My wapper script calling gitolite has the following code

echo "Entering gitolite wrapper" >> /home/dev_tools/git/gitauth.log
echo "user: $REMOTE_USER" >> /home/dev_tools/git/gitauth.log
echo "groups: $HTTP_REMOTE_USER_GROUPS" >> /home/dev_tools/git/gitauth.log
exec /home/dev_tools/git/bin/gitolite-shell $REMOTE_USER 2>&1 |tee -a /home/dev_tools/git/gitauth.log

Which outputs:

Entering gitolite wrapper
user: olivier
groups: developers ...
Status: 404 Not Found
Expires: Fri, 01 Jan 1980 00:00:00 GMT
Pragma: no-cache
Cache-Control: no-cache, max-age=0, must-revalidate

Repository not exported: '/home/dev_tools/git/repositories/testing'

So my groups and even my username match a R rule but I get rejected with a 404 error, although if I uncomment the R = @all rule I will be able to fetch my repo without any problem.

The error I get on git fetch is

fatal: http://olivier@myserver/testing/info/refs not found: did you run git update-server-info on the server?

And the corresponding gitolite logs are:

2012-10-11.15:52:10 26728       access(testing, olivier, R, 'any'),-> refs/.*
2012-10-11.15:52:10 26728       trigger,Writable,access_1,ACCESS_1,testing,olivier,R,any,refs/.*
2012-10-11.15:52:10 26728   pre_git testing olivier R   any -> refs/.*
2012-10-11.15:52:10 26728       system,git,http-backend
2012-10-11.15:52:10 26728   END

Do you have any idea why this happen?

Curiously, it's not "R = gitweb" that helped you, but "R = daemon". Yes, even though you are using apache, which seems ... "webbie".

Try 'man git-http-backend' and look for 'git-daemon-export-ok'.

The gitolite documentation doesn't say you need to do this, but the configuration suggested includes

SetEnv GIT_HTTP_EXPORT_ALL

which, again according to 'man git-http-backend', is an alternative to requiring that export-ok file in every repo. Presumably you did not choose to set that for whatever reason.

None of this has anything to do with gitolite, really. If gitolite had not been there you would still have the same problem -- someone has to create those export-ok files (or you have to set the GIT_HTTP_EXPORT_ALL env var)

sitaram

As VonC pointed out, at least gitweb need to be able to read the repository. So I could fix this by adding:

repo @all
    R       =   gitweb daemon

To my repositories configuration, as given (without any details) in gitolite documentation.

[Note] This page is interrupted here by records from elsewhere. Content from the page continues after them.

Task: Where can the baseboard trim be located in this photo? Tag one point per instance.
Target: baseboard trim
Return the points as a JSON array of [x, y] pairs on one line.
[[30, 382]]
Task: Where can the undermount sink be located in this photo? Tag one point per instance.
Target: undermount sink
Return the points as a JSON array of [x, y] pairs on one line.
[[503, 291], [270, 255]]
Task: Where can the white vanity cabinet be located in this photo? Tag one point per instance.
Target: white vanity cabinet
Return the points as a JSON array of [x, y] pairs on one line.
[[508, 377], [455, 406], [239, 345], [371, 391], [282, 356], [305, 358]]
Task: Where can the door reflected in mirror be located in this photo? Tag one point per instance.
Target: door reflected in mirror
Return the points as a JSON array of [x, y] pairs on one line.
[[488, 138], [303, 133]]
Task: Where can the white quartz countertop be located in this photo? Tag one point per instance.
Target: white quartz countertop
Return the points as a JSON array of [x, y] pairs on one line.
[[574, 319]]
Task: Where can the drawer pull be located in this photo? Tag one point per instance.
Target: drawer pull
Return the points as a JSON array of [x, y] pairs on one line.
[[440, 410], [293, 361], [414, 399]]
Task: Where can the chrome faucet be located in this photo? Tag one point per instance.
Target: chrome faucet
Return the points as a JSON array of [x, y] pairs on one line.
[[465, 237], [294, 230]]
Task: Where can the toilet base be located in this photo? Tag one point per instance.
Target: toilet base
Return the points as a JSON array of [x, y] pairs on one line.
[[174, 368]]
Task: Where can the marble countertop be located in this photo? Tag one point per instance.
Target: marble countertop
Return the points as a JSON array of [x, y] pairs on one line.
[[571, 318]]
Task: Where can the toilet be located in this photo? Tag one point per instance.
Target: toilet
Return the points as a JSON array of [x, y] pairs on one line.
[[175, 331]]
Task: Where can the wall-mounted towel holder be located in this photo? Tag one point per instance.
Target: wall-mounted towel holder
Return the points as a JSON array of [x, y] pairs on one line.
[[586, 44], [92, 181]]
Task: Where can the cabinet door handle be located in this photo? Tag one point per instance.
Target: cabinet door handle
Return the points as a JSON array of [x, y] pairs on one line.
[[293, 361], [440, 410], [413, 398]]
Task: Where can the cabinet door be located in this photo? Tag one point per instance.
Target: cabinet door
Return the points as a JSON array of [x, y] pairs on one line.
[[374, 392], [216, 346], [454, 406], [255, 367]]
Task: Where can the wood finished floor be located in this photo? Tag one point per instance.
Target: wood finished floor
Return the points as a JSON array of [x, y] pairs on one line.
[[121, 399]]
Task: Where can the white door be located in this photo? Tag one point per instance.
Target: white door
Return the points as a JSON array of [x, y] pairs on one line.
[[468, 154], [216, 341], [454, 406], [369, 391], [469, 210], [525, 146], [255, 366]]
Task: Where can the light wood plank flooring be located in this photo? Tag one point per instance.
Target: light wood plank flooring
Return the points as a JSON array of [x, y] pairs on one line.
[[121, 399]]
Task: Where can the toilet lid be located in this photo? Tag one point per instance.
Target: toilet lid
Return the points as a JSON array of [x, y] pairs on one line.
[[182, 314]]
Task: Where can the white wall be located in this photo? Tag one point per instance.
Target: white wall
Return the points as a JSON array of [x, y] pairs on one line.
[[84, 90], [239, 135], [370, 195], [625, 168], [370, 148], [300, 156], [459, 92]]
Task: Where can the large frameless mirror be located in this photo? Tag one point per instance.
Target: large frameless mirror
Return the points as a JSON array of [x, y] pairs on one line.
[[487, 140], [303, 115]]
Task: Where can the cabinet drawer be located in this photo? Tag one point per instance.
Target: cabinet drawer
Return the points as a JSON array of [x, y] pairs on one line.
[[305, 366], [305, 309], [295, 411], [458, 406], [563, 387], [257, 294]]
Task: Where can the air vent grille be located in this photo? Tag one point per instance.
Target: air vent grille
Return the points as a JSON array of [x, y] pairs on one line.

I really thought until now that gitweb was really separate from gitolite, that it was just used to have a web interface for repo browsing but I must have missed something in gitolite documentation.

IMHO its not well enough stressed in linked documentation since I read it multiple time before asking and nowhere is it said that not having gitweb as reader prevents everyone from reading repos.

Edit: see Sitaram answer for the explanation.